In this case, broiled salmon with herbes de Provence is about as basic as it gets. Black rice is a cool-looking departure from the short-grain brown we usually eat, but not any harder to make. The sauce, though, is a little bit interesting. I took both kale and spinach (since we had about a half-bunch of each) and wilted them in a pan to which I had already added a little oil and a few each of fenugreek, coriander, and mustard seeds. In addition to the greens, I threw in a couple of chopped kaffir lime leaves and let it all go for a minute or two. Then I puréed it with the stick blender, adding a little yogurt, a little leftover dashi from Milo’s breakfast miso soup, and enough Ultratex to thicken it so it wouldn’t weep.

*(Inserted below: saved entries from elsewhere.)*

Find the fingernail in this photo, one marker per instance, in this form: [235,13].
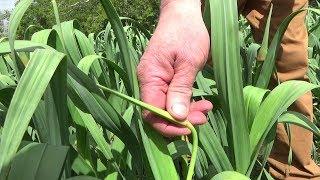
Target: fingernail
[179,109]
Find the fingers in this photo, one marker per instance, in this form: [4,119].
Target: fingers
[197,116]
[180,91]
[203,106]
[166,128]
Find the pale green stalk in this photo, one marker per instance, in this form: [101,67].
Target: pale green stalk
[165,115]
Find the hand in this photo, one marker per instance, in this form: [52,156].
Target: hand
[167,70]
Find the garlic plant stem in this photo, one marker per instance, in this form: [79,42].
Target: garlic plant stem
[165,115]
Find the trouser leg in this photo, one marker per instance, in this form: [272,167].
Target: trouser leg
[291,65]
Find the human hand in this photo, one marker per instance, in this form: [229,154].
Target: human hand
[176,52]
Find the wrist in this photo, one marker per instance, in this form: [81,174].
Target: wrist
[180,3]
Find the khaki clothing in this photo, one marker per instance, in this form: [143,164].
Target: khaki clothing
[292,64]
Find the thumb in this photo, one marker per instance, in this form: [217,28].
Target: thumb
[179,92]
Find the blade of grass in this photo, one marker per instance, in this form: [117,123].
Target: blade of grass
[29,91]
[227,68]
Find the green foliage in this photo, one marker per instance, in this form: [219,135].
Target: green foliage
[68,89]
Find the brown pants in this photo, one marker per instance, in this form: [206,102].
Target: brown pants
[292,64]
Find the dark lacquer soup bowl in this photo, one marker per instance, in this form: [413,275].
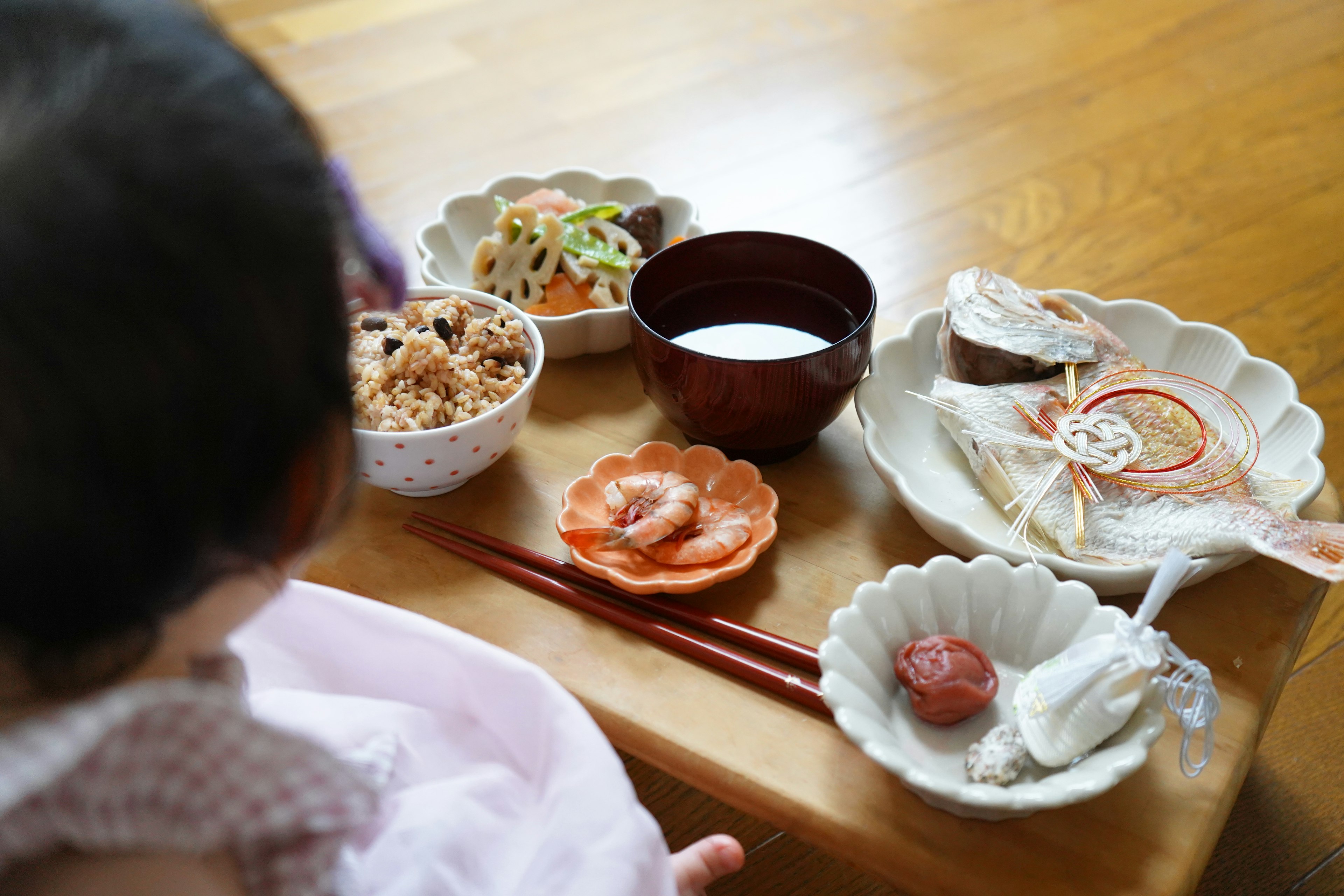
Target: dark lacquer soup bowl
[752,342]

The last bit was key, in its subtle way; the extra density of the sauce gave it a spoon-coating texture and light, almost frothy body that was noticeably different from the normal puddle of green leaking a brighter green liquid around the edges. And the spices and lime leaves gave it a surprising South and Southeast Asian lift that perfumed the other components in a welcome way, helping rescue them somewhat from banality. At some point I hope to return to the more adventurous and ambitious end of the spectrum, but for now it looks like simple stuff with minor tweaking will be the focus of our spring eating. Which is fine. And I’ve been wrong before.